Plus there's a new highlight detection component of Philips' Perfect Natural Reality processor (for turning SDR into HDR) that Philips says improves the perceived sharpness of the PNR pictures by up to 30 per cent.

Other key features include welcome support for the premium Dolby Vision and HDR10+ HDR formats, and support for automatic low-latency mode switching when connected via HDMI to a compatible console. None of the 65OLED935's HDMI inputs, however, have sufficient data bandwidth to support the 4K/120Hz signals or variable refresh rate features that are being talked about with respect to the upcoming PS5 and Xbox Series X consoles.

Sharp Shooter
Philips has always excelled in some areas of OLED performance. For instance, you'll struggle to find models that look sharper or deliver more impactful HDR effects and colour vibrancy. With the 65OLED935, however, it enhances those previous strengths while delivering a much more natural, fully rounded and quite simply gorgeous picture.
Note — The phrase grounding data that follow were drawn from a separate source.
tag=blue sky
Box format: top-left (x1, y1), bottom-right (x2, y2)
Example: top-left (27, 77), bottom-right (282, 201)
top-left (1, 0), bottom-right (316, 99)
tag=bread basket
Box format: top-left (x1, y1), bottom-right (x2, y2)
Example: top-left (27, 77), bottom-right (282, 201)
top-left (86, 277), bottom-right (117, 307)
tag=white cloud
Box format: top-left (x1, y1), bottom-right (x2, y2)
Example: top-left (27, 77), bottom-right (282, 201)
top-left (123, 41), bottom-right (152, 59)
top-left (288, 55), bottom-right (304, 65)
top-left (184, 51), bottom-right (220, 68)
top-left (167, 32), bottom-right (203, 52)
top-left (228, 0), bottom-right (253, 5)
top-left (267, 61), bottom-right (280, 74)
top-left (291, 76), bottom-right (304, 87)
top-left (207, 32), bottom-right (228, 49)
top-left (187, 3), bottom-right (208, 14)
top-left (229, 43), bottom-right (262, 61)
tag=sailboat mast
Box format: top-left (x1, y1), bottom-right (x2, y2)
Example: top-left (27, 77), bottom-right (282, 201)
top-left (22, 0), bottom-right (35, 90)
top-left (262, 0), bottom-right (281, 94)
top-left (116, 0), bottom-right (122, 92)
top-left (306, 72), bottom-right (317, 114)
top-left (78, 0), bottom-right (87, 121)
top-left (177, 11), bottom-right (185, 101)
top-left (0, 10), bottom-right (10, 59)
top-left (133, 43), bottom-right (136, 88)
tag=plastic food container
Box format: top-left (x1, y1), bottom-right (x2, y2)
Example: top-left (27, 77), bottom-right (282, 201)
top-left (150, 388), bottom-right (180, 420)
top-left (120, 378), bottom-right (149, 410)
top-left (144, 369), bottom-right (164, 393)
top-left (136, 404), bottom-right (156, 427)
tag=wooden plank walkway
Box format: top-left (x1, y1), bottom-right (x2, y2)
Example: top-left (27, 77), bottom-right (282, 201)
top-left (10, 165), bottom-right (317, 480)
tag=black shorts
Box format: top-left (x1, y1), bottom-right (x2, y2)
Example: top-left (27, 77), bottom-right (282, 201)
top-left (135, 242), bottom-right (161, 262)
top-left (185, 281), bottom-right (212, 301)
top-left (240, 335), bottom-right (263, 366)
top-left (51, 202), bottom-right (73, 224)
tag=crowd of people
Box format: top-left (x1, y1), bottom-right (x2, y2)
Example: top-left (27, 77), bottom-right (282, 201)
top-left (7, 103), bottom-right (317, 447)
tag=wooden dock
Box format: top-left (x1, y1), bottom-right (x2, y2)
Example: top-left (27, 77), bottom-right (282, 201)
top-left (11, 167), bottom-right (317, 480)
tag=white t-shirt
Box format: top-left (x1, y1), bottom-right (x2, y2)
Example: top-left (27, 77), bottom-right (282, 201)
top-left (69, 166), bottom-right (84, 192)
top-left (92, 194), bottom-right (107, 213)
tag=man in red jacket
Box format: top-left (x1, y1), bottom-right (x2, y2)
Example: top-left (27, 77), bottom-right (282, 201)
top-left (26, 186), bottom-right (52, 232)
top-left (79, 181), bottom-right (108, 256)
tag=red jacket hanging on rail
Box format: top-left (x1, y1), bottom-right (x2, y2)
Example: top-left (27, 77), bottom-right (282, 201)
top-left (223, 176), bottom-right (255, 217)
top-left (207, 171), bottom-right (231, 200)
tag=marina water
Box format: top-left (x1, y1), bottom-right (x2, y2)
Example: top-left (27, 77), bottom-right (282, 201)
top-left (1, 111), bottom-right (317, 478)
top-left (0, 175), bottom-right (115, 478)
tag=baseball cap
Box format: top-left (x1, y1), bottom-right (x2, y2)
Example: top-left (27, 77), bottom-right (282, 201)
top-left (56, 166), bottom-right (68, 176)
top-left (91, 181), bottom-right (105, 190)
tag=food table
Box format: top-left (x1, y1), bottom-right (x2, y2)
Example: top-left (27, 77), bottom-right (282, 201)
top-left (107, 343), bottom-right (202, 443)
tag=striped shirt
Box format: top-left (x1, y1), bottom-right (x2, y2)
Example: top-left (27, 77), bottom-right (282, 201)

The first thing that hit me is how dynamic its HDR pictures are. Small, bright highlights in HDR material enjoy a degree of intensity the like of which I haven't seen from a TV before – and I include in that statement LCD TVs which, on paper at least, can deliver brightness levels way higher than the 907 nits I measured (albeit only sustained for a very short amount of time) on a 10 per cent white HDR window using the screen's Vivid mode.

During the carefully photographed opening sequence in It (4K Blu-ray), image elements like the lamp in Billy's bedroom, the light reflecting off Georgie's wet yellow raincoat, the glimmer of the pin-prick 'eyes' in the darkened basement and the reflections in Pennywise's eyes look …perfect. They're intense but life-like, and unblemished by the shifting black levels and near-black noise or artefacting sometimes seen on OLED displays, or the backlight blooming, greyness, or instability that LCD TVs often exhibit with this sequence.

While it's those small HDR moments that first get your attention, it soon becomes apparent during It's daylight exteriors that the 65OLED935's brightness also makes its mark over large image areas. The sun-drenched skies and clouds above Derry look positively luminous, just as if there's a real sun up there behind them.